We've made it easy to get your Net Promoter Score. To start, you will need the total responses for each score, or you can just tell us the total promoters, passives and detractors.
What does your NPS mean? It is a measurement of customer loyalty, loyal customers spend more, say great things about your brand and stay longer. To get a better handle on collecting feedback, responding to it, and improving your NPS check out our Feedback solution.
To manually calculate NPS you want to follow this formula. Remember promoters score 9-10 they are your happy customers who are shouting your praises, neutrals are 7-8 and are taken out of the equation: they are people who are satisfied by your product but aren’t singing your praises just yet. They are also more likely to jump ship to a competitor. Detractors score 0-6, these are the customers who aren’t happy at all. They may say negative things about your company to others, and could damage your brand.
For example if you have the following list of NPS responses to the question “How likely is it that you would recommend our company / product / service to a friend or colleague?” with answers given on a 1-10 scale:
9, 7, 10, 3, 9, 8, 10, 2, 9, 10
You would take the number of promoters (9-10) and minus the number of detractors (0-6):
6 - 2 = 4
Then divide it by the total number of responses:
4 ÷ 10 = 0.4
And times by 100:
0.4 x 100 = 40
There you have it. Your Net Promoter Score is 40.

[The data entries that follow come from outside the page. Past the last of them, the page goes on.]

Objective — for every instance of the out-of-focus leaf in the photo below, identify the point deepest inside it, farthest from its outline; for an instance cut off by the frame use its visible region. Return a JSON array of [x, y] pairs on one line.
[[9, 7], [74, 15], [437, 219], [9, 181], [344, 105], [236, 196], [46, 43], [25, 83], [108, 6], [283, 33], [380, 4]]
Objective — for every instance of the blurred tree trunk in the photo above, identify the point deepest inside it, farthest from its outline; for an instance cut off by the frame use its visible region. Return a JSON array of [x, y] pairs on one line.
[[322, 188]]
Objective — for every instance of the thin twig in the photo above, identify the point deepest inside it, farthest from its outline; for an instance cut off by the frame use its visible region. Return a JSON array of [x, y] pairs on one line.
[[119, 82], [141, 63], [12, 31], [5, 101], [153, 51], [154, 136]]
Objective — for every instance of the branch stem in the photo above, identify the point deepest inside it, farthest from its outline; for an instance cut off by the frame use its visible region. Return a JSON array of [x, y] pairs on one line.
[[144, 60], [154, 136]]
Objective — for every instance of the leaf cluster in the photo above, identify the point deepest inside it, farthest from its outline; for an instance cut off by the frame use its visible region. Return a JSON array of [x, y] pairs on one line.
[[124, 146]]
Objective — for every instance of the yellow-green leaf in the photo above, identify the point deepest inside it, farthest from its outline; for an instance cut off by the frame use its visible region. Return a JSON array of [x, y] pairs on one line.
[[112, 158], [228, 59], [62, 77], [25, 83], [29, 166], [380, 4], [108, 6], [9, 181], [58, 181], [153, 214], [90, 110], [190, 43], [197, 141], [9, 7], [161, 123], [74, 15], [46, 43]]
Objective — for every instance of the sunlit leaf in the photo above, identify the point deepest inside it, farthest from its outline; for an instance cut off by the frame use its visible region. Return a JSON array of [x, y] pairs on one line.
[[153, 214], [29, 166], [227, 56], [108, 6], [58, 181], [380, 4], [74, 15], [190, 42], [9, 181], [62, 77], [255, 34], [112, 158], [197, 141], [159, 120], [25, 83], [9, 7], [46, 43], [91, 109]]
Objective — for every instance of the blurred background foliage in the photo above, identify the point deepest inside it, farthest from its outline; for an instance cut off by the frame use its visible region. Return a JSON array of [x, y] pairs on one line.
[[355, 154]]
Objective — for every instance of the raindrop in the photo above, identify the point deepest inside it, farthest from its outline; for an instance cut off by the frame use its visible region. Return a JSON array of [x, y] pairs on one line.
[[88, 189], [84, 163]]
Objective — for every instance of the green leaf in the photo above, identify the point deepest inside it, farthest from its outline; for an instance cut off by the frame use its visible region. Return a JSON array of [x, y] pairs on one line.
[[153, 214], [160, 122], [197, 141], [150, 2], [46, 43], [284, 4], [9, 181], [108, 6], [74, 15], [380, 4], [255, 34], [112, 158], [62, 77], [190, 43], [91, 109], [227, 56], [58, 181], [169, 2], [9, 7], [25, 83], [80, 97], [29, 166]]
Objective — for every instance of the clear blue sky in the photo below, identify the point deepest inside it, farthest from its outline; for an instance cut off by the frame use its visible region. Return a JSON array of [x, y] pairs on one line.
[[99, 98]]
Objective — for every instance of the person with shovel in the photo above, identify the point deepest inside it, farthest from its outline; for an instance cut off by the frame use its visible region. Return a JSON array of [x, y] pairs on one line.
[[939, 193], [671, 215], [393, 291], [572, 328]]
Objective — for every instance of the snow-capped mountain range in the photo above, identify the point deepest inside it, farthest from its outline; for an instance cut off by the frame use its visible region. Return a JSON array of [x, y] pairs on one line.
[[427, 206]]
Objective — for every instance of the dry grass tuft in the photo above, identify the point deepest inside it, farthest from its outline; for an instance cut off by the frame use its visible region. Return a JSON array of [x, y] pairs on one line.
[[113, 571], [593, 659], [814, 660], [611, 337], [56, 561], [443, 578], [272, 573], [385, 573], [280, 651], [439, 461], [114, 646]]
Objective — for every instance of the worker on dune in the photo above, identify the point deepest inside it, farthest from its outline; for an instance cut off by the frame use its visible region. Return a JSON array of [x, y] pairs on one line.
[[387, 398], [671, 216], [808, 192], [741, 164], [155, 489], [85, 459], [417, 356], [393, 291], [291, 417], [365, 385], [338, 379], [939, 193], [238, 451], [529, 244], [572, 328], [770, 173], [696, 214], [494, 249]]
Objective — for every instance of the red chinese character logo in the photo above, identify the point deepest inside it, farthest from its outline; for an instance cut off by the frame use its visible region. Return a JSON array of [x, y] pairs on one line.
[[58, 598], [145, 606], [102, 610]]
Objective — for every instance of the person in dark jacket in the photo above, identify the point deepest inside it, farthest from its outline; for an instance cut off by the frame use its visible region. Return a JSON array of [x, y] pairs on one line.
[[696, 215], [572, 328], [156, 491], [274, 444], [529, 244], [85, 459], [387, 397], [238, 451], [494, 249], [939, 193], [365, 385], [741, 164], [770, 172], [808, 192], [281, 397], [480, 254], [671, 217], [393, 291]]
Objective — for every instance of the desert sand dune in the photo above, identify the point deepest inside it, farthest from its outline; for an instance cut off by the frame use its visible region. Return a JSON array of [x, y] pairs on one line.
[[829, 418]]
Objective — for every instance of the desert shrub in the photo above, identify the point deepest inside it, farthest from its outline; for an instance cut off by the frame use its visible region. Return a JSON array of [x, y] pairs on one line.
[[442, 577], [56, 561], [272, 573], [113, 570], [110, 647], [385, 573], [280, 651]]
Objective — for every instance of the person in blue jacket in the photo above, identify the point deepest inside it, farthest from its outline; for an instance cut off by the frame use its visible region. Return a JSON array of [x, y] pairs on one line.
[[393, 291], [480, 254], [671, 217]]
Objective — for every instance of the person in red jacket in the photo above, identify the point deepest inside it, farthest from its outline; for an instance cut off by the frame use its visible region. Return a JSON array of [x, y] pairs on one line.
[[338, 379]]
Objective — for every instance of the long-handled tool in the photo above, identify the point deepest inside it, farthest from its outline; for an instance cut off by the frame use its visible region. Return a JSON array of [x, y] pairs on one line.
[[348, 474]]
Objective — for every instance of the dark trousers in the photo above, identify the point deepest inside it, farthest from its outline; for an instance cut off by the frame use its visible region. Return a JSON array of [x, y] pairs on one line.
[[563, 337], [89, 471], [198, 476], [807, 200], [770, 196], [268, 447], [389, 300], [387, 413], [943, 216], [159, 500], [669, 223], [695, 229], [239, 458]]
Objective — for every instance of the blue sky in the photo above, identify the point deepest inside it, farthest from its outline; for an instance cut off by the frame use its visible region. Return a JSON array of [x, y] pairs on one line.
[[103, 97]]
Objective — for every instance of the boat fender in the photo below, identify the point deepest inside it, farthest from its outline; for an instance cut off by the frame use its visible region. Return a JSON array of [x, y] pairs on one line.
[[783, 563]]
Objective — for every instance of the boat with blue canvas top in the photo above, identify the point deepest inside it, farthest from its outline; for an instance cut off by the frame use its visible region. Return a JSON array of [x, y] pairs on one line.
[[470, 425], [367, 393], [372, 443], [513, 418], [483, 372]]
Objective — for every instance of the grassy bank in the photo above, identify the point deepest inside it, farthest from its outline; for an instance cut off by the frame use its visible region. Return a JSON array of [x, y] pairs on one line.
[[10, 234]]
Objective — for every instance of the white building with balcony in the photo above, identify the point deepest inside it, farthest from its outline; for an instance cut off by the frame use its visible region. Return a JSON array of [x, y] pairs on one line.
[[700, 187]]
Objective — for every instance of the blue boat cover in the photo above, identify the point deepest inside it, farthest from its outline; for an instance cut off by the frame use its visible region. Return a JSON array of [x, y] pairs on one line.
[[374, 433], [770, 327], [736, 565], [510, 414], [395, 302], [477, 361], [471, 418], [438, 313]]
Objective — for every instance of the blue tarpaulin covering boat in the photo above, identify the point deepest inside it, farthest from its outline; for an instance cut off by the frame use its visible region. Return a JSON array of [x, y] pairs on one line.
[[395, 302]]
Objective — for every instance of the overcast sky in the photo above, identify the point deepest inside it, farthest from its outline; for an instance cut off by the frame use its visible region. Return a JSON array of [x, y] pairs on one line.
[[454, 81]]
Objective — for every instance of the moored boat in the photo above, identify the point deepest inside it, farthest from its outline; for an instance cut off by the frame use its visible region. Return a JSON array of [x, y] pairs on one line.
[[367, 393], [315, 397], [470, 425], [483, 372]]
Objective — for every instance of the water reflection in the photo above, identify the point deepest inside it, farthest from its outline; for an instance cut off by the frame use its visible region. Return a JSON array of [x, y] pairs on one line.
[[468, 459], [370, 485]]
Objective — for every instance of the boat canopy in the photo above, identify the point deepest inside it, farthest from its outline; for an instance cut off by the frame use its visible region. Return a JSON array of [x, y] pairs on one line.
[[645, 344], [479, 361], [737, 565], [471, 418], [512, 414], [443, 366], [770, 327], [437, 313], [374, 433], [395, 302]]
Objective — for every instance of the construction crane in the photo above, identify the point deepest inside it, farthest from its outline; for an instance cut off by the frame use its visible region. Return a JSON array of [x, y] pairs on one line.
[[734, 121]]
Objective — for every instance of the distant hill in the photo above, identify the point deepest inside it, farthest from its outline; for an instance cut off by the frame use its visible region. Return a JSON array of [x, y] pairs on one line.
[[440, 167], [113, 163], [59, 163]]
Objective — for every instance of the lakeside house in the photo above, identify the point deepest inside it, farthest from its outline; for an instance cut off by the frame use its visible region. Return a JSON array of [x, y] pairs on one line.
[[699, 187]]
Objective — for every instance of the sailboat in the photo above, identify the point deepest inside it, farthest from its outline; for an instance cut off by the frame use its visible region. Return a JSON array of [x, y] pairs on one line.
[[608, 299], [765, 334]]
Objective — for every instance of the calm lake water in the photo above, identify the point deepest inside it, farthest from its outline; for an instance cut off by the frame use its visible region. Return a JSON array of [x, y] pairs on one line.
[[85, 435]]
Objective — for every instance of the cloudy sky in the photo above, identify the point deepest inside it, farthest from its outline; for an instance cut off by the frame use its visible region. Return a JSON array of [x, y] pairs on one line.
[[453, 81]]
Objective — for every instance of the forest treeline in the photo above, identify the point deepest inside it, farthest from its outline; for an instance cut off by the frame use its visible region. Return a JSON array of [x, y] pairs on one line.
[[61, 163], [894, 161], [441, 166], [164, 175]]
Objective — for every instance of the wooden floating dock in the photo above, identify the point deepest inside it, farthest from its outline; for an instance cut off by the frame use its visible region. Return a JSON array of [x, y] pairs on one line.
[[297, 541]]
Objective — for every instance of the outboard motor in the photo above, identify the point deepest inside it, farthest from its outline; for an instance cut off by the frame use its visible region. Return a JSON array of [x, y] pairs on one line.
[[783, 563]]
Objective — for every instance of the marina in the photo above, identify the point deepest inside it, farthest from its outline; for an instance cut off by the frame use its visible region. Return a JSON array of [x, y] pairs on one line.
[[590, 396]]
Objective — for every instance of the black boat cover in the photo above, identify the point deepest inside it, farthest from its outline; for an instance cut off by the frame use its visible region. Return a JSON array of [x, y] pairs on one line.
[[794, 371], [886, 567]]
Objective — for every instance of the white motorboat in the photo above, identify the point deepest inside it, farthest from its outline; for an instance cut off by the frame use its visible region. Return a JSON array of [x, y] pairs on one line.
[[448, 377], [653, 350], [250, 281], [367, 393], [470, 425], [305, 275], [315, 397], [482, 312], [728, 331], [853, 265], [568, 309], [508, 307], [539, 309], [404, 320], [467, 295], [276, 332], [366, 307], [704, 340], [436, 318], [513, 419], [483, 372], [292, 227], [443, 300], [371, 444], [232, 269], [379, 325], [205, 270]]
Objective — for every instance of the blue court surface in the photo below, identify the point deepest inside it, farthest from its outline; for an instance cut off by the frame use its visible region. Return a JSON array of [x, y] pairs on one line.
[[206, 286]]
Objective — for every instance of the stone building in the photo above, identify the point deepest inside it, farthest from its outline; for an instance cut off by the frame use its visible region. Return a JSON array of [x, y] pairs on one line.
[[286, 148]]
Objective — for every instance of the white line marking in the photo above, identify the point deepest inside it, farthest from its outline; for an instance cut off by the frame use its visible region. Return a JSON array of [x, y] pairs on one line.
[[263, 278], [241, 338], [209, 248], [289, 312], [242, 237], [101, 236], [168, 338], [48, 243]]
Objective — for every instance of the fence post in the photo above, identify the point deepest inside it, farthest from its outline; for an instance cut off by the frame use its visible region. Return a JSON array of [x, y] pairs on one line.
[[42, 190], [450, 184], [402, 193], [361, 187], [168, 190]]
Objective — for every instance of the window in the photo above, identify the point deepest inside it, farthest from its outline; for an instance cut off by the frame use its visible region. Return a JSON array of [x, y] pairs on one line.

Interpreting your NPS score requires context. What makes a good score depends on your industry, your competitors and your own track record. First of all, we recommend looking at your specific industry’s benchmarks, if you’re sitting near those benchmarks you're off to a good start. Next it’s worth doing competitive analysis, rate your scores alongside your closest competitors. Don’t forget to keep track of your score trends over time as well. A score of 20 might be great if you were at 0 last year, but if you’re trending down it could be time to worry. For a more in depth introduction to NPS you can check our blog on the subject here.
Net Promoter Score is a great snapshot of customer satisfaction. It is incredibly useful for benchmarking the quality of your customer service against competitors and your wider industry. It’s not the only feedback you should be gathering from your customers, but consider it a great jumping off point for developing a more advanced customer success strategy. Ideally you should combine your NPS survey with well thought out follow up questions, and calls to action for your customer service team. That way you can fix issues, and duplicate your promoters. Check out AskNicely's Feedback tool for help.
Technically, anything above a 0 means you have more supporters than detractors, and is widely considered good. That said, the answer to the common question “what is a good NPS Score” is not that straight forward. As mentioned above it depends largely on the context your business exists in, your industry benchmarks, your competitors etc.
We’re so glad you asked. Take it from our latest benchmark study, “Brands that embrace a modern, advanced NPS process are more than twice as likely to achieve over 50% annual growth and net-negative churn.” Benchmarking NPS can help you drive your customer satisfaction strategy and maintain a competitive edge through customer loyalty.